French digital automation and energy management firm Schneider Electric says it will move forward with a full takeover of Cambridge-based software company Aveva Group Plc in a deal that values the industrial software maker at about £9.48 billion ($10.7 billion).
Schneider is making an offer of £31 (about $34.8) per share, which represents around 41% premium to Aveva’s closing share price on August 23, when Schneider first revealed his plans to explore a complete takeover. Aveva’s share price was at its all-time high on that day.
Schneider expects the deal to close in 2023.
Almost 60% of Aveva is already owned by Schneider. In 2017, Schneider completed a reverse acquisition that gave it majority control of Aveva and allowed the British company to keep its London listing. At that time, the French company paid £3 billion for the transaction.
The latest deal means Schneider will acquire the remaining 40% shares in the FTSE 100 Group.
Aveva software will continue to be “totally agnostic” after the deal is completed, meaning it will function with or without Schneider Electric hardware and will remain an independent company, Schneider Electric said.
Additionally, Aveva’s employees won’t be incorporated into the Schneider team.
The strategy, according to the French company, will preserve Aveva’s unique culture as a software company.
Schneider said that gaining full control of Aveva will assist in the expansion of the two businesses by enabling Schneider to combine its own energy proposal with Aveva’s process data and tools.
“Schneider Electric has been a supportive shareholder and partner in the strategic development of Aveva since 2018, most recently in the acquisition of Osisoft, and I am confident that Schneider Electric will continue to build on that legacy,” Philip Aiken, Aveva’s chairman, said. .

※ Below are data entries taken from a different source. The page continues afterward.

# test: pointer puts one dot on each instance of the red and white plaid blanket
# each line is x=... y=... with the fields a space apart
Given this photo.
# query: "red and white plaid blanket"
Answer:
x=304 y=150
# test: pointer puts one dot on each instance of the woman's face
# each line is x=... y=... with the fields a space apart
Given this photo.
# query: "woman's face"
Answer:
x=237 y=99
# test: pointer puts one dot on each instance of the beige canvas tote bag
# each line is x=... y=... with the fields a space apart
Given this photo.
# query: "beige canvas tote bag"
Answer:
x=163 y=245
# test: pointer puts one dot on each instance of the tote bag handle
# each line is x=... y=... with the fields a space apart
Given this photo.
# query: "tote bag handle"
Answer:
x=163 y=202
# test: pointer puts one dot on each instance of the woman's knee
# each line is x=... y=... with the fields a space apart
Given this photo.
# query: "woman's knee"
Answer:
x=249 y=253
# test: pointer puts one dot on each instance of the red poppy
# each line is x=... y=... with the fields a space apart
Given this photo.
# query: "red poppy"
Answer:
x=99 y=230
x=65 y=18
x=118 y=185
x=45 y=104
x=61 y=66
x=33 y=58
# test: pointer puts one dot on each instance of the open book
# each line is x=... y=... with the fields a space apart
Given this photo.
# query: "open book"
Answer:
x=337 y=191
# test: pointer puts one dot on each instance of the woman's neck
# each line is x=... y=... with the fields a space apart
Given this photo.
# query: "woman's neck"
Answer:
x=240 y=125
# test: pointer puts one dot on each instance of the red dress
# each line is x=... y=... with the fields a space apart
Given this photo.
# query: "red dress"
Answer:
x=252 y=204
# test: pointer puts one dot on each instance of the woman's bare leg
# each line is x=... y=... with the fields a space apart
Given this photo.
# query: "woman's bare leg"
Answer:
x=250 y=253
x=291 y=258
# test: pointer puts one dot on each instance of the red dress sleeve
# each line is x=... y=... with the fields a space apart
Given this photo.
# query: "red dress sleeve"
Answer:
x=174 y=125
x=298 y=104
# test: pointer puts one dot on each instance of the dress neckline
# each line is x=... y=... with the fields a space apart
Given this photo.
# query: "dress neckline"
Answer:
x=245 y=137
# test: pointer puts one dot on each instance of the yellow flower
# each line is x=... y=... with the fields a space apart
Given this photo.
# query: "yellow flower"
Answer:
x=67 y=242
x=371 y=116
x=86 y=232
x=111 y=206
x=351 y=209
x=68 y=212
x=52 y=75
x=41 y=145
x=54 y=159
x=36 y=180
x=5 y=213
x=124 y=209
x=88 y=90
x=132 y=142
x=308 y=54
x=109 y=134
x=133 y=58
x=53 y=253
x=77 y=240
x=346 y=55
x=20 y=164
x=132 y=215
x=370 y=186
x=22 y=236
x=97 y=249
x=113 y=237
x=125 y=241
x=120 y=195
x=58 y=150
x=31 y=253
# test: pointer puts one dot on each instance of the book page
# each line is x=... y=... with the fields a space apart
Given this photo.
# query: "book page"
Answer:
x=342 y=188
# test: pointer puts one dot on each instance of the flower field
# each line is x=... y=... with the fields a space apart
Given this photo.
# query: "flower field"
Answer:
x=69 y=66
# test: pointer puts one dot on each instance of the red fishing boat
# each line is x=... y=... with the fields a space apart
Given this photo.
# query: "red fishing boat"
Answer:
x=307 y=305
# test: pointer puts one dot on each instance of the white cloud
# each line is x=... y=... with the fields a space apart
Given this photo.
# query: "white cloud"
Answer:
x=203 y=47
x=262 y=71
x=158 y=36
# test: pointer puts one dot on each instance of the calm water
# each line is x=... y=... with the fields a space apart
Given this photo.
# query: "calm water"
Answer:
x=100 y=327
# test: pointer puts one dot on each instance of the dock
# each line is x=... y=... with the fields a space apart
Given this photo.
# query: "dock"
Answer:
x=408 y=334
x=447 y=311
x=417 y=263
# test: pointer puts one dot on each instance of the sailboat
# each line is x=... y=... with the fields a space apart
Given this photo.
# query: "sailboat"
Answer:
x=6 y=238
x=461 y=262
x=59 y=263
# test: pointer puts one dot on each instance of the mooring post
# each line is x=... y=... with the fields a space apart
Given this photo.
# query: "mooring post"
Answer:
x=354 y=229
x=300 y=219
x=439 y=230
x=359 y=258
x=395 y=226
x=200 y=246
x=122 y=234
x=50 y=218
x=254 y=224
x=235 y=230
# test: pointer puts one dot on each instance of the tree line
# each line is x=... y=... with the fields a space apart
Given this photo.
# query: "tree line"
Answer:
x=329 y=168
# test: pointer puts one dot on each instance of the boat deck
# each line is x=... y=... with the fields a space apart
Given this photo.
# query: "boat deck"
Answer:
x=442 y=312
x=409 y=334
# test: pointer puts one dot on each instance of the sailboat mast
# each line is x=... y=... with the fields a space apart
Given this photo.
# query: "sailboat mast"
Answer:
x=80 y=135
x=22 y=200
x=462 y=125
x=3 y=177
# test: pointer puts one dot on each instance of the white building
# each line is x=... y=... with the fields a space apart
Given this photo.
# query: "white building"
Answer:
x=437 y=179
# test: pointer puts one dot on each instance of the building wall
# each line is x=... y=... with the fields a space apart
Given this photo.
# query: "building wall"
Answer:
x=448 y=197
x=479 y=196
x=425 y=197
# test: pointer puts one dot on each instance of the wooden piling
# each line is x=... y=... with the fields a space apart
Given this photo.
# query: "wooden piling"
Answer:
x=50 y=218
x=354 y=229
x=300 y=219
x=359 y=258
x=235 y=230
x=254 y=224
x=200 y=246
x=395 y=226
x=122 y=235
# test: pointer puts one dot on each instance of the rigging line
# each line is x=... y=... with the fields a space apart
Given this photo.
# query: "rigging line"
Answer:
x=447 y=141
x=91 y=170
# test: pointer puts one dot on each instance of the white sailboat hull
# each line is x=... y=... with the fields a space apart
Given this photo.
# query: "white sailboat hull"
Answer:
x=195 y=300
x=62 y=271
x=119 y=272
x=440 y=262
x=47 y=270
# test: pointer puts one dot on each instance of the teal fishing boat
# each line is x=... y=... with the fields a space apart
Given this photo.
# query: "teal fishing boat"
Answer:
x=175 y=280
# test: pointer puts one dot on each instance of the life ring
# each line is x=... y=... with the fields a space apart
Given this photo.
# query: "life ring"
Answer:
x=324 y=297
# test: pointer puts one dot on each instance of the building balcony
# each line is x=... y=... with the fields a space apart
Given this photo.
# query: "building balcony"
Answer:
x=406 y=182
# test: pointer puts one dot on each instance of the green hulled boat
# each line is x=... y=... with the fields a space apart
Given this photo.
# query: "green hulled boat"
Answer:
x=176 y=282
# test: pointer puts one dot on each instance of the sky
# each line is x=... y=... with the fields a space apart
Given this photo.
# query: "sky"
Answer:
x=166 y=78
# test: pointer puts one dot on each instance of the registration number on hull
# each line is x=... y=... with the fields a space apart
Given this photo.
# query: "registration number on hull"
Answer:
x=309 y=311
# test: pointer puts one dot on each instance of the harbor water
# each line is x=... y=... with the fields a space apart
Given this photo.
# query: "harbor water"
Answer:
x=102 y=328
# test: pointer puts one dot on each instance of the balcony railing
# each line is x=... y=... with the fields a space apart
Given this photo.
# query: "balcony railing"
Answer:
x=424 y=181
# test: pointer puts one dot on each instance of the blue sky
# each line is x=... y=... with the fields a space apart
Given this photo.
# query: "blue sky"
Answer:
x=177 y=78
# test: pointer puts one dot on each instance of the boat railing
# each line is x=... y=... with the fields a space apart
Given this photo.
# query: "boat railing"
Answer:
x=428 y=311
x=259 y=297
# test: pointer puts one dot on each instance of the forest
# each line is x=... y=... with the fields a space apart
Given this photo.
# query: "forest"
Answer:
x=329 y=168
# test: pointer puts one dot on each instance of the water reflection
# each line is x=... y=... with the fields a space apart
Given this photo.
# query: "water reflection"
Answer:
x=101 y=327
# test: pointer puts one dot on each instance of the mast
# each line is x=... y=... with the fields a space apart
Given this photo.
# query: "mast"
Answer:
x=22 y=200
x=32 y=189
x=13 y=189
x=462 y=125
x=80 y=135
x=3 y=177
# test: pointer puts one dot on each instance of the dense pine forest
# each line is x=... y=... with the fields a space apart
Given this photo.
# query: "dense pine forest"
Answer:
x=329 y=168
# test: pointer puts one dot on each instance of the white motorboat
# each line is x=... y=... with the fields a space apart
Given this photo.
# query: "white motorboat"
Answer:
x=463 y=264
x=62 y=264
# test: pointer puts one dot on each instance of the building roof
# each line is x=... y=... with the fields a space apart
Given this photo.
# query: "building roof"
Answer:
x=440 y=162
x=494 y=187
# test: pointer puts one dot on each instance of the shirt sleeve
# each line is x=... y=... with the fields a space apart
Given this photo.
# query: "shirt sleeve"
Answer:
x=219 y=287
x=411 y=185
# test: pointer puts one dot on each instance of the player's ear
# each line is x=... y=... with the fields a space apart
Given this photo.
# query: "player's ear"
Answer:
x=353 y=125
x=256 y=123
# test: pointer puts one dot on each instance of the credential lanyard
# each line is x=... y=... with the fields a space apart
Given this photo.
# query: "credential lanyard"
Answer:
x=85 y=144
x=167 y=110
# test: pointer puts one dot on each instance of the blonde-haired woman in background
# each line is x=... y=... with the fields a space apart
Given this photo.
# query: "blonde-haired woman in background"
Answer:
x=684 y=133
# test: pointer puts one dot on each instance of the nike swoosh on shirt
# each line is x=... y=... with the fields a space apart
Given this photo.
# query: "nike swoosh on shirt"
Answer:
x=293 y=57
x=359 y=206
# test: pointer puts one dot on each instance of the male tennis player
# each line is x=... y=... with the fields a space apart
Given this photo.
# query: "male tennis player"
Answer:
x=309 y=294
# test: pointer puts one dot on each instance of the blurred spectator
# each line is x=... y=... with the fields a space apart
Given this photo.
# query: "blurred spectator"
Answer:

Spun out of Cambridge University in the 1960s, Aveva is a FTSE 100 company, with over 6,400 employees. Its software has focused mainly on the energy, manufacturing and infrastructure sectors, although it has expanded beyond that in recent years.
“We are proud of Aveva’s track record in the UK, one of Schneider Electric’s most important and strategic markets, and will maintain its headquarters in Cambridge, allowing us to continue to benefit from the region’s thriving technology community,” Jean-Pascal Tricoire, CEO of Schneider, said.
According to Tricoire, Schneider also wants to work with Aveva to transition to a subscription-based business model and collaborate in areas like R&D.
M&G, a top-20 Aveva stakeholder and owner of 0.75% of the group, said that it would vote against the merger because it undervalued the company’s long-term potential.
Another of Aveva’s top 25 shareholders said they would accept the purchase “through gritted teeth,” adding that it is an example of a more widespread undervaluation of UK stocks.
A group of Aveva directors judged to be independent have recommended Schneider’s offer to Aveva’s minority shareholders. For approval, it will now need at least 75% of minority investors to support it in a vote held in November.
UK tech firms are attractive acquisition targets
The announcement comes at a time when UK tech firms have become attractive acquisition targets for foreign businesses, as a result of the low pound and Brexit slashing valuations. It will leave the London stock market with very few large IT businesses.
Canadian Open Text Corp recently made a $5.1 billion bid for Micro Focus International, NortonLifeLock’s is purchasing Avast, and US private equity group Thoma Bravo recently made an acquisition offer for AI security company Darktrace.
Other potential acquisition candidates in the UK tech sector include Kape Technologies, The Sage Group, Redcentric and Keywords Studios.